Tiap orang, lanjut Rahma, punya persepsi yang berbeda tentang apa yang disebut upah layak. Karena itu, pemerintah saat ini lewat Bappenas sedang menggodok rancangan regulasi yang mengatur pengupahan.

Rahma melihat landasan hukum upah layak termaktub dalam sejumlah peraturan yang ada, salah satunya UU Ketenagakerjaan. Namun, dalam ketentuan itu ditegaskan ada pentahapan menuju upah layak. Sehingga ada Komponen dan Pelaksanaan Tahapan Kebutuhan Hidup Layak (KHL) menjadi salah satu acuan menetapkan upah minimum. Mengingat belum ada rujukan jelas tentang apa itu upah layak karena banyak persepsi yang berbeda, tak ayal penetapan upah minimum tiap tahun selalu ada gesekan.

Berdasarkan besaran nominal, kenaikan upah minimum rata-rata sejak tahun 1996 sampai saat ini naik cukup tinggi, mencapai belasan persen. Namun, upah riil hanya meningkat tidak lebih dari lima persen.

Padahal, upah riil lebih berpengaruh dalam memenuhi kebutuhan hidup karena akan percuma jika nominal upah dipatok tinggi tapi tak mampu menjangkau harga barang di pasar. Untuk itu, sangat penting bagi pemerintah merancang regulasi yang mengatur agar upah mampu memberikan kesejahteraan kepada pekerja sekaligus menjaga dunia usaha tetap berjalan. “Bappenas masih mengkaji bagaimana menentukan upah layak,” kata Rahma dalam diskusi yang digelar federasi serikat pekerja Aspek Indonesia di Jakarta, Kamis (30/5).

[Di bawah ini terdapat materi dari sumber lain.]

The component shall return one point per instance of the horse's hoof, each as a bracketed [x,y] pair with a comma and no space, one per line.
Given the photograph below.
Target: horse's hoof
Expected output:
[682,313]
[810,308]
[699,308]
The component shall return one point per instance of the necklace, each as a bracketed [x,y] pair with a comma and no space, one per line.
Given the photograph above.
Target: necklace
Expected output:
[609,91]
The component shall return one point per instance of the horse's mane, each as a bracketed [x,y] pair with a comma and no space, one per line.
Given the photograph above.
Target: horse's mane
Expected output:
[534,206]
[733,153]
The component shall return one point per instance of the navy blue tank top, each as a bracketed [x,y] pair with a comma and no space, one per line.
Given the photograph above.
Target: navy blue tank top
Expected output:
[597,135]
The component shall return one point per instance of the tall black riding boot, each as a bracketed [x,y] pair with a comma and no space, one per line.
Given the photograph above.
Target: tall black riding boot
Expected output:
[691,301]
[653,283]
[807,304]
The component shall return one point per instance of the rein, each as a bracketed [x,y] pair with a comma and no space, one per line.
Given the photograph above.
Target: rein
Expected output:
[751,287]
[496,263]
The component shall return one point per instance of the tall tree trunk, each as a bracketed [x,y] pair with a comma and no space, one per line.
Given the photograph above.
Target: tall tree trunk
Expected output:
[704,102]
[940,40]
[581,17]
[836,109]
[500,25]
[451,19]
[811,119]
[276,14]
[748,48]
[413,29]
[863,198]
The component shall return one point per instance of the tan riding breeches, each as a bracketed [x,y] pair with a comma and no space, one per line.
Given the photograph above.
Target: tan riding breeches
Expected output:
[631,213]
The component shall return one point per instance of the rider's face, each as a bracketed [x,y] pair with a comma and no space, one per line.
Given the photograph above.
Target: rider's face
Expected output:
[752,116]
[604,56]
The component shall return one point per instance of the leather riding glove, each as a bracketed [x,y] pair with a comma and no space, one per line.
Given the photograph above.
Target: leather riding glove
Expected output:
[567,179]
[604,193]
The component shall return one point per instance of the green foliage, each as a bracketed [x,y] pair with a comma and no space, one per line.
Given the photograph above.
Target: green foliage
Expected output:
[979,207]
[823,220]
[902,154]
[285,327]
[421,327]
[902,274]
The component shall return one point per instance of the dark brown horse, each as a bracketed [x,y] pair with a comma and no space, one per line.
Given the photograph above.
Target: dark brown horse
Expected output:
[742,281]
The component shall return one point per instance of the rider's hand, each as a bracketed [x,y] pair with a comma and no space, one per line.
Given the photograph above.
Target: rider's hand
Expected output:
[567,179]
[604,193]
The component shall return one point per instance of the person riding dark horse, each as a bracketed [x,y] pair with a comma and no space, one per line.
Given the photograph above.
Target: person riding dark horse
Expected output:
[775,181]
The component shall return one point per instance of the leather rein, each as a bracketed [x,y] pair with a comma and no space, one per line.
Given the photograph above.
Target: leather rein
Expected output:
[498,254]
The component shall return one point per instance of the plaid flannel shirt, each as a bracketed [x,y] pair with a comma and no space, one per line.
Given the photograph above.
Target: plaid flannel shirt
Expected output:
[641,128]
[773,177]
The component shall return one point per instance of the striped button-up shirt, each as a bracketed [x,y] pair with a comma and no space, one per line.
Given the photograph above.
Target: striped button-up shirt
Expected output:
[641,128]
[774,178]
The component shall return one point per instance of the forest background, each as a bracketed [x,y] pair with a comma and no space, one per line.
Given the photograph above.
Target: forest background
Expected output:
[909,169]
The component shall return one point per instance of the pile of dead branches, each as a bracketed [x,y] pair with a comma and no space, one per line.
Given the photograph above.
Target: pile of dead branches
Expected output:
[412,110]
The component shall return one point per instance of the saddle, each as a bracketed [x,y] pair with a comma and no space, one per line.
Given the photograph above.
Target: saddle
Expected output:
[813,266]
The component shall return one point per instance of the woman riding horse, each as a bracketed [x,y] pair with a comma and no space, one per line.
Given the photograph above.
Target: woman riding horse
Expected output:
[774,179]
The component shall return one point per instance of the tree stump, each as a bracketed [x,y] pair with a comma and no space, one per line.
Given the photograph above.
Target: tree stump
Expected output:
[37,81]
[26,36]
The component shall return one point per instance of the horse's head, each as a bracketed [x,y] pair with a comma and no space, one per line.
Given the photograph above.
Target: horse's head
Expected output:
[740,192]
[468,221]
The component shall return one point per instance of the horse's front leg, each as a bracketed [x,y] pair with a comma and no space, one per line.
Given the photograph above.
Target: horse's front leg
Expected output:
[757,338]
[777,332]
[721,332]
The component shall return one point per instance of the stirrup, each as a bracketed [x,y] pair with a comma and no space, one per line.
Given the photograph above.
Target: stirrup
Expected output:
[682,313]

Kesulitan yang ditemui dalam mencari mekanisme menentukan upah layak menurut Rahma juga terjadi karena sulit mencari negara lain sebagai pembanding. Misalnya, di Jepang tidak ada yang disebut upah layak, namun mereka mendasarkan upah pada ongkos hidup standar. Kemudian, industri yang ada di Indonesia sangat beragam. Contohnya antara industri tekstil, sepatu, logam dan kertas menerapkan standar upah yang berbeda-beda.

Belum lagi ada keunikan di mana terdapat daerah kabupaten rata-rata upah minimumnya lebih tinggi dari survey KHL yang dilakukan dewan pengupahan di tingkat provinsi. Fenomena itu terjadi di Provinsi Nusa Tenggara Timur (NTT). Oleh sebab itu, Rahma menekankan dalam menetapkan mekanisme menentukan upah layak harus berpegang pada prinsip kehati-hatian untuk melihat berbagai fakta yang terjadi di lapangan.